David Zwirner is pleased to present Michael Riedel's first exhibition in the London gallery.

In line with the artist's method of "record, label, playback," the works in the exhibition are variations of existing material from Riedel's own repertoire and beyond. Employing a variety of media and techniques, they share, in the artist's own words, an "aesthetic interest in the faults of transmission and transference." Presented on both floors of the gallery, his honeycomb panels and PowerPoint paintings are devised from earlier poster paintings, which themselves were made with ephemera from other projects. These works, in turn, form the basis of text-based wallpaper. The Proposals for Change of MODERN are part of a series of banners derived from the logos of selected institutions. Cut out in black fabric, the new logos can be hung in different orientations on the wall and are also used as "stencils" for subsequent works on canvas. Shown here are variations on the logo of The Modern Institute in Glasgow, where Riedel participated in a group exhibition in 2008.

Posters and flyers from Oskar-von-Miller Strasse 16–the art space in Frankfurt which Riedel founded with Dennis Loesch in 2000–are displayed in an extensive configuration on a single wall in the gallery, and include a small photograph depicting people gathered around a table in Andy Warhol's Factory. Riedel once staged the composition by arranging friends in similar positions at Oskar-von-Miller Strasse 16, and for this exhibition, he has built to measure the original table according to the photograph. The recreation of objects and places has been a long-standing part of his practice, and here extends to include the backdrop to the Pop artist's table. Yet rather than creating reproductions that could be mistaken for the originals, Riedel's focus is on the process of the copying act and everything that happens along the way. Part of an overriding system devised by the artist that autonomously and continuously spurs new work, they occupy the distinction between the original and the copy.
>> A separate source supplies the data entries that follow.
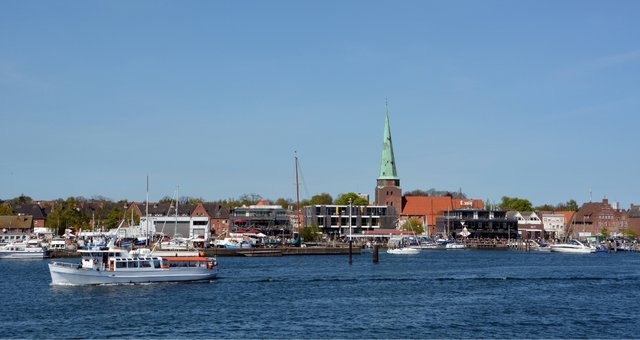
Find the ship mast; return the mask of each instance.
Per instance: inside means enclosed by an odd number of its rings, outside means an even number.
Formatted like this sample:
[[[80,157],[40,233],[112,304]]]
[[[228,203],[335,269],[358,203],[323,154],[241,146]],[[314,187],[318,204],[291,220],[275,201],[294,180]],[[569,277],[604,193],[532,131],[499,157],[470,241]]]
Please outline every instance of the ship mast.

Coinciding with the exhibition will be the launch of Oskar, an updated version of an artist book first published in 2003. While the earlier volume documented the first three years of activities at Oskar-von-Miller Strasse 16, this new edition chronicles the ensuing ten years, including various relocations of the venue following the deconstruction of the original building. The design and production of books occupy a stand-alone part of Riedel's practice, and Oskar is at once a record and a perpetuation of the "record, label, playback" dictum.
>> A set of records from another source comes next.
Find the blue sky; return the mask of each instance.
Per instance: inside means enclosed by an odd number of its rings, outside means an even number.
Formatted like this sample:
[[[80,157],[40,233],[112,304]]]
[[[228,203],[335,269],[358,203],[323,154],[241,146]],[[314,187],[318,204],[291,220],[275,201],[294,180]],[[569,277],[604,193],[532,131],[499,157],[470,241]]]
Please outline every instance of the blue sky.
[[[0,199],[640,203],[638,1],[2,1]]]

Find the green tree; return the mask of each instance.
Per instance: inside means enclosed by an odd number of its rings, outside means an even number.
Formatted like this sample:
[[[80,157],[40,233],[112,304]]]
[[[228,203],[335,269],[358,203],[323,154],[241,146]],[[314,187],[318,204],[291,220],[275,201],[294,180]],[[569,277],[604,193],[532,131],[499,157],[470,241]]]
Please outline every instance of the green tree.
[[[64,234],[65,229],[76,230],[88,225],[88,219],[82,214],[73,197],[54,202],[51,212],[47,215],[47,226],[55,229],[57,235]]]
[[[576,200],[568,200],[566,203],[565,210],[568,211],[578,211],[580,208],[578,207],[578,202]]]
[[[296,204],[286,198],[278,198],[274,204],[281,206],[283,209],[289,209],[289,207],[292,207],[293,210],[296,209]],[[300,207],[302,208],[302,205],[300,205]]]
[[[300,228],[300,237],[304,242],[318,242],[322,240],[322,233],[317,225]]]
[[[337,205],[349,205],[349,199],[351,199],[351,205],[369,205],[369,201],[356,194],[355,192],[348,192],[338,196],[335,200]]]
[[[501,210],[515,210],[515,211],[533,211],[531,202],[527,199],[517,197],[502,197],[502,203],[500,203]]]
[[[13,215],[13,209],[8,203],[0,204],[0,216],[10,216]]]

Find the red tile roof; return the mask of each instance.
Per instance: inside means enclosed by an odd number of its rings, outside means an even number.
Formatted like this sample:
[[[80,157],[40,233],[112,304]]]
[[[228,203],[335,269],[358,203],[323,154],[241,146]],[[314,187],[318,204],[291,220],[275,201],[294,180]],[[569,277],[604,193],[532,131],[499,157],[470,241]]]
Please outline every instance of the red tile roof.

The exhibition marks the tenth anniversary of Riedel's Freitagsküche, a restaurant-type space first opened in 2004 at Oskar-von-Miller Strasse 16 in Frankfurt. A meeting point and "place in social reality," which serves communal dinners on Friday nights and more recently also lunch from Monday to Friday, Freitagsküche moves to London for the private dinner following the opening night in its first appearance outside of Germany.